Leaders in Science and Medicine Call to ​Control Biological Time and Transform Transplantation

Wednesday, June 7, 2017

Preservation capabilities is identified as one of the key challenges facing biomedicine today affecting millions of people each year worldwide by constraining the ability to treat patients for heart disease, cancer, diabetes, liver failure, and other leading causes of death. Implications for global health, the success of scientific research and drug discovery, healthcare expenditures, and national defense are profound.

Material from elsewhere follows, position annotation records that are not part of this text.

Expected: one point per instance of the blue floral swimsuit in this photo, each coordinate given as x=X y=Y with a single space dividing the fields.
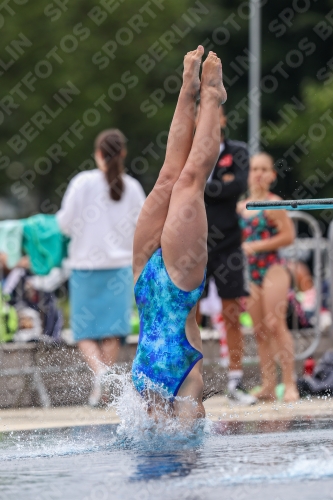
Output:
x=164 y=356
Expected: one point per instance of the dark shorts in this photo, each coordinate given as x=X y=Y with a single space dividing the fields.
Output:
x=229 y=270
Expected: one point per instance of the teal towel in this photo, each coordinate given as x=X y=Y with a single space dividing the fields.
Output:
x=45 y=245
x=11 y=241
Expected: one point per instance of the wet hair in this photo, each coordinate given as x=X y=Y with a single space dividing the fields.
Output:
x=266 y=155
x=111 y=143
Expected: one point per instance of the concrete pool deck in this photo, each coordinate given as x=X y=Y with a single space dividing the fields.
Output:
x=217 y=408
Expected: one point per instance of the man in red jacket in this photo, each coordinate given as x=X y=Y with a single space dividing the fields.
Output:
x=226 y=265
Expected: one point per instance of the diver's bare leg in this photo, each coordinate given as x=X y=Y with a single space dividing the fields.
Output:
x=154 y=212
x=184 y=237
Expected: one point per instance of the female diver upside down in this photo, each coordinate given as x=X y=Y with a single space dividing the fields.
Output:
x=170 y=244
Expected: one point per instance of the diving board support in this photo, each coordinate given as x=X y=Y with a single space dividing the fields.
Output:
x=320 y=204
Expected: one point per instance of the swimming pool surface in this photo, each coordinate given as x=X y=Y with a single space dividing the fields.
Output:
x=249 y=460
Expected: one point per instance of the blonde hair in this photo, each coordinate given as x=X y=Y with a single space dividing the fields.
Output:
x=267 y=156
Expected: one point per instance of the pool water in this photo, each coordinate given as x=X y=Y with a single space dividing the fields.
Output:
x=249 y=460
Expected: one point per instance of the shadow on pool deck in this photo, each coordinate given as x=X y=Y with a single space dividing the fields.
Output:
x=218 y=408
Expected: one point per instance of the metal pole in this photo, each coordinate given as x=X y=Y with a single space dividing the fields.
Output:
x=254 y=77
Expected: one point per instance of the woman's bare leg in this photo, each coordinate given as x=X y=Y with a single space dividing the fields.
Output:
x=184 y=236
x=154 y=212
x=275 y=290
x=254 y=305
x=110 y=350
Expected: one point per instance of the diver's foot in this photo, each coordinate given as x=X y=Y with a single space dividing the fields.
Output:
x=240 y=395
x=290 y=394
x=192 y=62
x=211 y=79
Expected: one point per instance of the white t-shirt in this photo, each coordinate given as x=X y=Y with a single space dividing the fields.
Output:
x=101 y=229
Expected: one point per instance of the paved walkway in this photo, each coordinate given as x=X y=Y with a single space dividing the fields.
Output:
x=217 y=408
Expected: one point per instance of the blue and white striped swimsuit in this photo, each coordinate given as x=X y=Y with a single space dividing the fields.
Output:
x=164 y=356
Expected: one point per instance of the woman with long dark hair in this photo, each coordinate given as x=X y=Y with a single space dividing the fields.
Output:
x=99 y=213
x=264 y=232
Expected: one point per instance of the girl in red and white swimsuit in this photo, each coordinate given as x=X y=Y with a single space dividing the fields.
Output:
x=264 y=232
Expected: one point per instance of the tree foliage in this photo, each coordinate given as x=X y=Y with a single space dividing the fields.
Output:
x=118 y=64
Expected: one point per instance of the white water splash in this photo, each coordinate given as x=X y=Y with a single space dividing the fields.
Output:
x=140 y=428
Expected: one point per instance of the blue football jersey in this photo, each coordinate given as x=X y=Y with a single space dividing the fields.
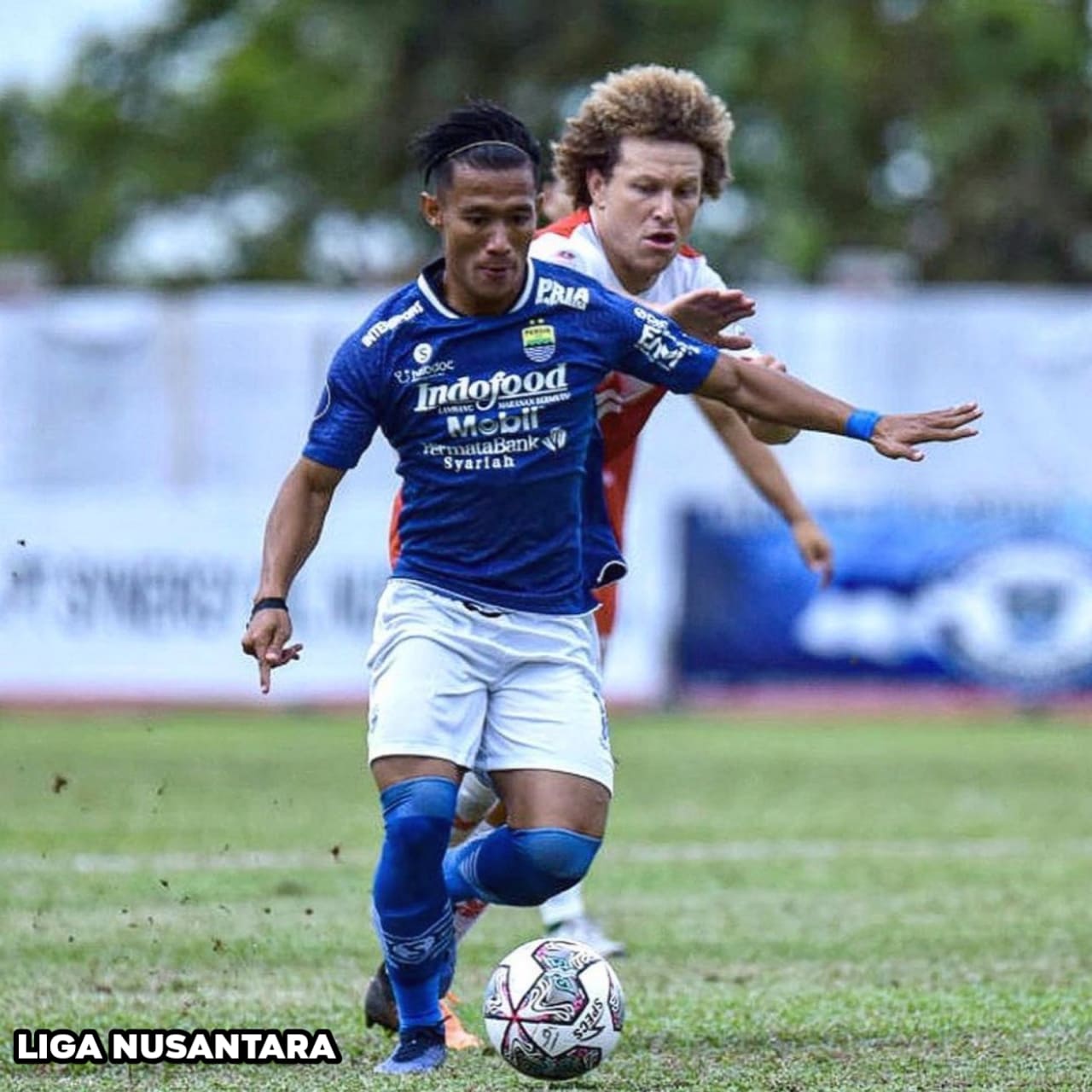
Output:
x=491 y=417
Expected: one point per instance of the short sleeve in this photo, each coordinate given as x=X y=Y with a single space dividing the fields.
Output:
x=658 y=351
x=350 y=408
x=561 y=250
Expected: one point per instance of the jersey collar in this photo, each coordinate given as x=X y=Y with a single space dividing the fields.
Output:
x=432 y=276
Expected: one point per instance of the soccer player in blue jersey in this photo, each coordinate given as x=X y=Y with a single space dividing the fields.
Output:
x=482 y=375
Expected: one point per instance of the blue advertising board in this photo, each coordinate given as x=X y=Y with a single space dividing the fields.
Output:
x=986 y=595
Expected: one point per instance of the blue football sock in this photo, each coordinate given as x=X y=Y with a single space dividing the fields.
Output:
x=410 y=905
x=519 y=867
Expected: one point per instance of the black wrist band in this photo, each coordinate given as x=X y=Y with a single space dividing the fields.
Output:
x=270 y=603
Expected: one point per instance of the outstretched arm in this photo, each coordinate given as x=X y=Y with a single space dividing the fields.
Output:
x=753 y=389
x=292 y=532
x=764 y=473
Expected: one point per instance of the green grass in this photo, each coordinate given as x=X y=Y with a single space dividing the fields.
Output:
x=808 y=905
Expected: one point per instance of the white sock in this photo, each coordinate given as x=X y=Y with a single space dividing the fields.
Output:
x=564 y=907
x=474 y=799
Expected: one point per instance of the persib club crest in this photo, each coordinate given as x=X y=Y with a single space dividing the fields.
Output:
x=538 y=342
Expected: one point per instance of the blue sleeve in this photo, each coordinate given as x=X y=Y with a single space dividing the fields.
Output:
x=655 y=350
x=348 y=409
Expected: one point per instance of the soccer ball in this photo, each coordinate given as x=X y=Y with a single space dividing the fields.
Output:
x=554 y=1009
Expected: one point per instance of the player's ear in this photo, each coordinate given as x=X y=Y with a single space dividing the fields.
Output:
x=430 y=210
x=596 y=183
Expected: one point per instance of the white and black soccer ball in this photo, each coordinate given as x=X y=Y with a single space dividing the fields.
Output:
x=554 y=1009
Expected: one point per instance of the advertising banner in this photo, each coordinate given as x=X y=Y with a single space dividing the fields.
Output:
x=990 y=596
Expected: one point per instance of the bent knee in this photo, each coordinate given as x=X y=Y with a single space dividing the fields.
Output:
x=555 y=858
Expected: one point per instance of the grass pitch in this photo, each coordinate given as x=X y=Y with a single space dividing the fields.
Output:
x=808 y=905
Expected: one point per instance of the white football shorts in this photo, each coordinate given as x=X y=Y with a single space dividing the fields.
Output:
x=486 y=688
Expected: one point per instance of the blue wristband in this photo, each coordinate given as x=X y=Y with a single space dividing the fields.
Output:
x=862 y=424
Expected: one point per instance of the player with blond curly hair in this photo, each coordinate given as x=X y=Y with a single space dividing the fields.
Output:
x=644 y=148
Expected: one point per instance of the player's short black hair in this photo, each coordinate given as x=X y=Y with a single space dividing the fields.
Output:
x=480 y=135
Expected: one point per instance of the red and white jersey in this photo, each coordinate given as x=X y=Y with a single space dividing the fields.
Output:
x=624 y=403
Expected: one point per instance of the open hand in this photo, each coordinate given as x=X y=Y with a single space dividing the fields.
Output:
x=897 y=433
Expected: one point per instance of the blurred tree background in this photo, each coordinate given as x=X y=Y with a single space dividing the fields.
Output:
x=266 y=139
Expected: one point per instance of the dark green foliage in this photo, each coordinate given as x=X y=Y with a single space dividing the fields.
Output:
x=956 y=131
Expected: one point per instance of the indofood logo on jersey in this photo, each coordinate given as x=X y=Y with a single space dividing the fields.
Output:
x=542 y=386
x=538 y=342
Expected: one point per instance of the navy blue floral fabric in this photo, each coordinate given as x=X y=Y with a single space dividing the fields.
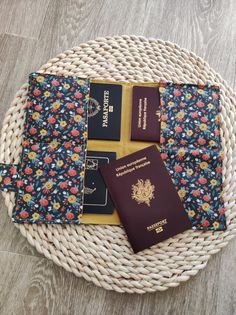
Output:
x=8 y=176
x=51 y=172
x=191 y=149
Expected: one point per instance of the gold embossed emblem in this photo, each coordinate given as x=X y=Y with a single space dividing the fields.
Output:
x=143 y=191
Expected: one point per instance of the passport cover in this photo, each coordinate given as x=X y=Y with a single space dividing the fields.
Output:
x=51 y=172
x=96 y=196
x=104 y=111
x=145 y=198
x=145 y=114
x=192 y=151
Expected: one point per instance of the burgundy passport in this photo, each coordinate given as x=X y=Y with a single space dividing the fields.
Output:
x=145 y=198
x=145 y=114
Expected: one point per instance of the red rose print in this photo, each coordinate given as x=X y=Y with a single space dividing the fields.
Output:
x=205 y=223
x=67 y=144
x=73 y=190
x=48 y=217
x=34 y=147
x=194 y=115
x=200 y=104
x=63 y=185
x=162 y=139
x=51 y=120
x=44 y=202
x=196 y=193
x=24 y=214
x=202 y=180
x=201 y=141
x=206 y=198
x=222 y=211
x=178 y=168
x=163 y=156
x=195 y=152
x=37 y=92
x=75 y=133
x=48 y=159
x=55 y=83
x=164 y=117
x=7 y=180
x=202 y=162
x=13 y=170
x=72 y=172
x=29 y=188
x=78 y=95
x=177 y=93
x=28 y=171
x=77 y=149
x=33 y=131
x=70 y=105
x=80 y=110
x=19 y=183
x=70 y=216
x=217 y=132
x=204 y=119
x=178 y=129
x=38 y=108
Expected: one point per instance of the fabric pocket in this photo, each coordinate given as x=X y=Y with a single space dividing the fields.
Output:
x=50 y=177
x=191 y=149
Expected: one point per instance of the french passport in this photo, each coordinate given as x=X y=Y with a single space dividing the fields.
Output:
x=97 y=199
x=145 y=124
x=104 y=111
x=145 y=197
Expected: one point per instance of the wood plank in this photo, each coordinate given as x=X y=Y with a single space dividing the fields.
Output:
x=22 y=17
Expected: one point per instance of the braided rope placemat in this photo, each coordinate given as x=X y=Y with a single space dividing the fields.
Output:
x=102 y=254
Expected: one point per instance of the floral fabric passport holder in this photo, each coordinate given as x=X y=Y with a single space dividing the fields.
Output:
x=50 y=177
x=191 y=149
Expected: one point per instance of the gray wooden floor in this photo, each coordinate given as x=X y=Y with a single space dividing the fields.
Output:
x=31 y=32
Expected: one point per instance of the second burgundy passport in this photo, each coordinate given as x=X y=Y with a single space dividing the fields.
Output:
x=145 y=198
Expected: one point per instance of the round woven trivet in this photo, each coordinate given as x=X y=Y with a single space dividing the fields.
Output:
x=102 y=254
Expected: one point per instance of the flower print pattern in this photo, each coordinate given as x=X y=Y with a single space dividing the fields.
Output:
x=191 y=149
x=8 y=176
x=49 y=191
x=56 y=108
x=51 y=172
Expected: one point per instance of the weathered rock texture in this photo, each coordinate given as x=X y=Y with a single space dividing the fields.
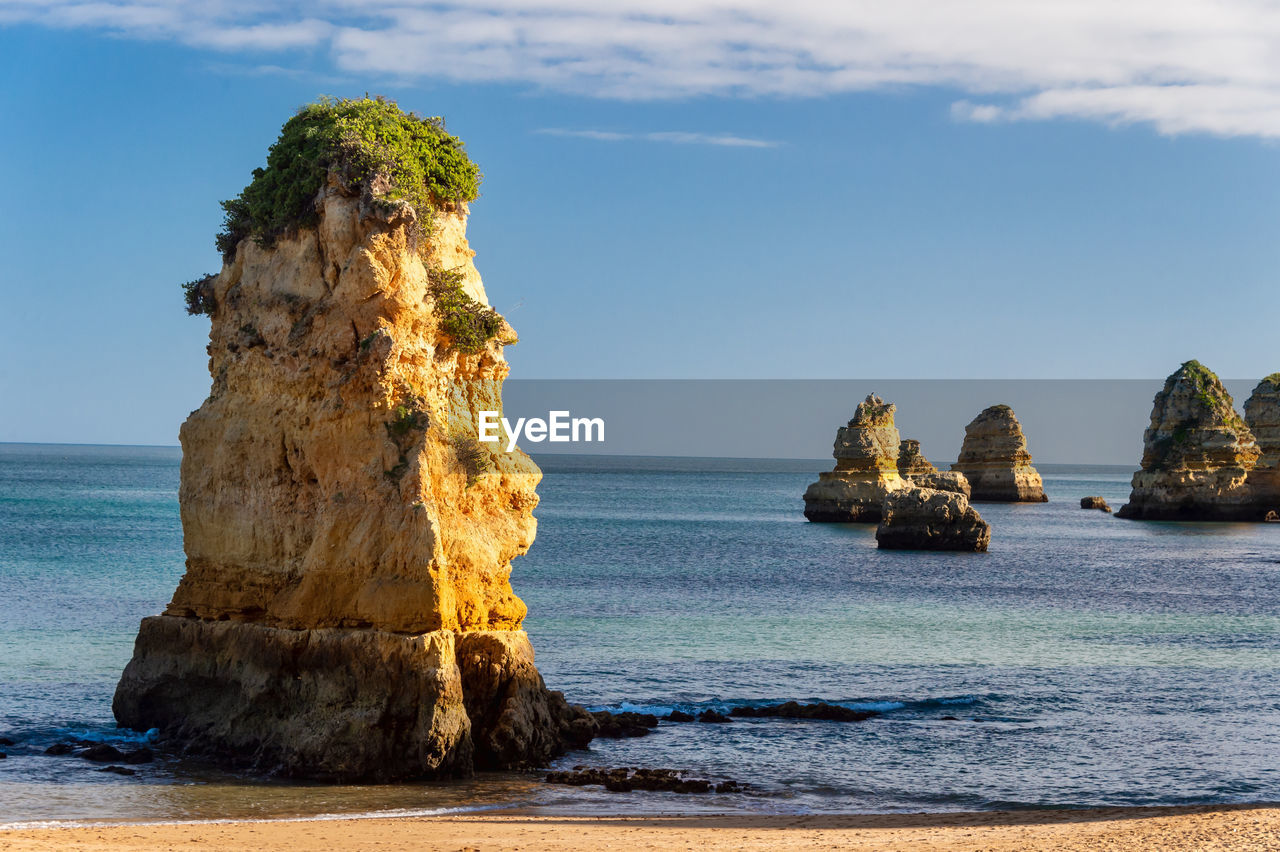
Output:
x=346 y=609
x=995 y=459
x=1096 y=503
x=1262 y=416
x=910 y=461
x=928 y=520
x=913 y=466
x=1197 y=454
x=865 y=453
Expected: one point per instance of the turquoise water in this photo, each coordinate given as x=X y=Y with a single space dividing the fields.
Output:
x=1087 y=660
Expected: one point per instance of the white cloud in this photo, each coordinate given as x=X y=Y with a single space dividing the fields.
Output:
x=1182 y=65
x=676 y=137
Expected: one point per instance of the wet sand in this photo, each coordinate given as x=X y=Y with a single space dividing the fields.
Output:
x=1119 y=828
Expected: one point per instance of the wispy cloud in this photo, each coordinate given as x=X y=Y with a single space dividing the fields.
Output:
x=1180 y=65
x=675 y=137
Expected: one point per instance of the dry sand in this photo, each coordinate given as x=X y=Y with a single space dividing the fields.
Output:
x=1150 y=828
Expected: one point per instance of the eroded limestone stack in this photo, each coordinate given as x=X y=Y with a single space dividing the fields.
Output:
x=1197 y=454
x=913 y=466
x=1262 y=416
x=865 y=453
x=995 y=459
x=928 y=520
x=346 y=610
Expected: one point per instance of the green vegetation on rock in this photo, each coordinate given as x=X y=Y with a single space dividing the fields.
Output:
x=199 y=296
x=371 y=145
x=474 y=458
x=467 y=324
x=1210 y=393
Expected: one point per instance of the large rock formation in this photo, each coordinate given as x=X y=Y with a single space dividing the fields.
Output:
x=865 y=470
x=928 y=520
x=1197 y=454
x=1262 y=416
x=913 y=466
x=346 y=610
x=995 y=459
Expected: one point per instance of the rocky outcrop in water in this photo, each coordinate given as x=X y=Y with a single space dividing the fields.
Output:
x=995 y=459
x=1262 y=416
x=865 y=452
x=347 y=610
x=1197 y=454
x=927 y=520
x=910 y=461
x=913 y=466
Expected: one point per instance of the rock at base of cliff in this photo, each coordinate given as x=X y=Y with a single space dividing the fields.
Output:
x=342 y=704
x=516 y=722
x=928 y=520
x=837 y=498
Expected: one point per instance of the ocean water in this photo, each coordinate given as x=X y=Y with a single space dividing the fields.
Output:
x=1087 y=660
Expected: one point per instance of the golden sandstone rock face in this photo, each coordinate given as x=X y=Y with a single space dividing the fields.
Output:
x=1198 y=454
x=995 y=459
x=1262 y=415
x=867 y=453
x=929 y=520
x=347 y=609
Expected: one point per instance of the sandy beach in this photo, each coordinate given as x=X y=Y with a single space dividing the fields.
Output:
x=1130 y=828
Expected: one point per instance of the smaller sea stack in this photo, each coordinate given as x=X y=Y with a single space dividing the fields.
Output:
x=995 y=459
x=865 y=452
x=928 y=520
x=1197 y=454
x=920 y=472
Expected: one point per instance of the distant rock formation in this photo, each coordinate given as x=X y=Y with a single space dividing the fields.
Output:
x=347 y=610
x=1197 y=454
x=928 y=520
x=1095 y=503
x=913 y=466
x=910 y=462
x=865 y=453
x=1262 y=416
x=995 y=459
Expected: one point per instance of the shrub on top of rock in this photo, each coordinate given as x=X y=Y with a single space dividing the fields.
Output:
x=370 y=145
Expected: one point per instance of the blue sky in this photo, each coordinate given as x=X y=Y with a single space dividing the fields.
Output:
x=766 y=209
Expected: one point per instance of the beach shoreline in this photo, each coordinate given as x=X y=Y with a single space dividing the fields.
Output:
x=1205 y=827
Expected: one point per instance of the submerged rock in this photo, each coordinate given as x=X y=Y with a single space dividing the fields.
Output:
x=927 y=520
x=1262 y=416
x=118 y=770
x=865 y=452
x=616 y=725
x=101 y=754
x=1197 y=454
x=995 y=459
x=795 y=710
x=346 y=609
x=626 y=779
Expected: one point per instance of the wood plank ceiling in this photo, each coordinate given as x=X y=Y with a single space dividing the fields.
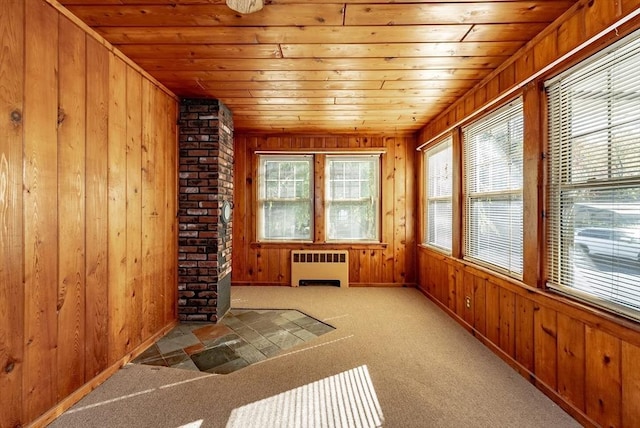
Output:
x=358 y=66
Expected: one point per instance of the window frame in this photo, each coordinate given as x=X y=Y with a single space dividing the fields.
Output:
x=514 y=266
x=563 y=222
x=261 y=197
x=436 y=149
x=375 y=198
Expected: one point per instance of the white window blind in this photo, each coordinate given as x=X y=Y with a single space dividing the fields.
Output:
x=594 y=179
x=352 y=198
x=493 y=163
x=284 y=198
x=439 y=186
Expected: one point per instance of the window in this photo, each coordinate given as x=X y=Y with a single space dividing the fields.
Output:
x=284 y=198
x=594 y=179
x=352 y=198
x=493 y=162
x=439 y=186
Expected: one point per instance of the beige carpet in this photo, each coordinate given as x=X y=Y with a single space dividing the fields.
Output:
x=394 y=360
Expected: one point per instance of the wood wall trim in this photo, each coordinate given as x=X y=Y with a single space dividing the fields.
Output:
x=50 y=415
x=320 y=245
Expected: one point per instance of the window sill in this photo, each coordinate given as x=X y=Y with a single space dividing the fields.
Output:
x=322 y=245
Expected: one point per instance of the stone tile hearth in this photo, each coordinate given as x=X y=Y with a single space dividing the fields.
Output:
x=243 y=337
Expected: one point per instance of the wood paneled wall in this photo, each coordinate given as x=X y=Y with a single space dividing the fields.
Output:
x=586 y=359
x=390 y=263
x=87 y=195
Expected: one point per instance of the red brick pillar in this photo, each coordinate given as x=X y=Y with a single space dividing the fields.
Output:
x=206 y=186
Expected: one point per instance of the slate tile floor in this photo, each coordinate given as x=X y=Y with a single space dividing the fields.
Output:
x=243 y=337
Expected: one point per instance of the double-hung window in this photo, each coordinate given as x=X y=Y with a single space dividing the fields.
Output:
x=493 y=159
x=439 y=186
x=285 y=186
x=352 y=198
x=593 y=228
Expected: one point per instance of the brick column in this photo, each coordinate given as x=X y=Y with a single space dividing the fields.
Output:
x=206 y=184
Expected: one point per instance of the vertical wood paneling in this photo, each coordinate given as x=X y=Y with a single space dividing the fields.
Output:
x=133 y=208
x=388 y=213
x=571 y=360
x=603 y=383
x=479 y=303
x=71 y=208
x=524 y=332
x=545 y=345
x=97 y=309
x=11 y=221
x=66 y=199
x=400 y=211
x=630 y=385
x=169 y=214
x=410 y=238
x=117 y=205
x=242 y=192
x=40 y=208
x=507 y=322
x=454 y=296
x=532 y=175
x=152 y=203
x=320 y=234
x=493 y=312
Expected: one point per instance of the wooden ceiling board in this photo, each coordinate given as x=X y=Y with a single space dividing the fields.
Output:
x=321 y=64
x=300 y=66
x=295 y=34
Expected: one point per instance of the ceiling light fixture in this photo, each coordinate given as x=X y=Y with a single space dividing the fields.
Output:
x=245 y=6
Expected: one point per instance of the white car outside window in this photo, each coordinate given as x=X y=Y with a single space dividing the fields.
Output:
x=623 y=243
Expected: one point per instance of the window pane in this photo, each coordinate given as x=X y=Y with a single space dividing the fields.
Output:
x=439 y=186
x=594 y=179
x=439 y=226
x=284 y=198
x=495 y=235
x=352 y=201
x=493 y=154
x=351 y=221
x=286 y=220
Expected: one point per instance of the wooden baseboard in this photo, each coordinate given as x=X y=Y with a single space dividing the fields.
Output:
x=85 y=389
x=567 y=406
x=351 y=284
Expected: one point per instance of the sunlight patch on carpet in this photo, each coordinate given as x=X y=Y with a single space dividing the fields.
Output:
x=344 y=400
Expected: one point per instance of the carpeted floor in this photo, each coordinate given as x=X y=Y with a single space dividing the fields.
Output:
x=393 y=360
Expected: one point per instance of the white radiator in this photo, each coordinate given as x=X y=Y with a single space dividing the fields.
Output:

In the US, for every 1 patient on the heart transplant wait list who does not receive an organ in time, 10 hearts from organ donors go unused despite the amazing work by organ procurement organizations. Short heart preservation windows (only 3-5 hours) are a major driver of this phenomenon. Said Chief of Transplantation, MGH and Harvard Professor, James Markmann, "Organ preservation is a field ripe for game-changing innovation, with entirely new possibilities for organ transplantation opened up by cryopreserving organs."

Authors include Nobel Prize and Breakthrough Prize winners, leaders of transplant societies, pioneers of tissue engineering, xenotransplantation, and other fields, and scientists and/or heads of transplantation from Harvard, MIT, Stanford, Johns Hopkins, etc. Many of these leaders will gather at the upcoming global Organ Banking Summit at Harvard Medical School. "This is the kickoff for a modern day 'Apollo Program in Organ Banking'. Like going to moon was audacious, but something we knew we could accomplish, so is solving organ cryobanking," said co lead author and chairman of the Organ Preservation Alliance, Dr. Sebastian Giwa.

As announced by the Obama White House, in partnership with the Organ Preservation Alliance, the American Society of Transplantation (AST) just launched a new branch. "Organ preservation is a field long overdue for large-scale, focused attention from the surrounding scientific and medical communities. For organ cryopreservation in particular, implications for global health are enormous," said coauthor, past president of AST and Harvard Professor, Anil Chandraker.

Examples of the scientific renaissance are developments in nanotechnology-based cryo-warming (March 2017); and cryobanking and transplantation of whole animal limbs (April 2017).

Momentum also includes government support spanning a NSF-funded technology roadmap and White House roundtable to a DARPA workshop and the DoD launching 6 funding pipelines (see Scientific American, The Economist).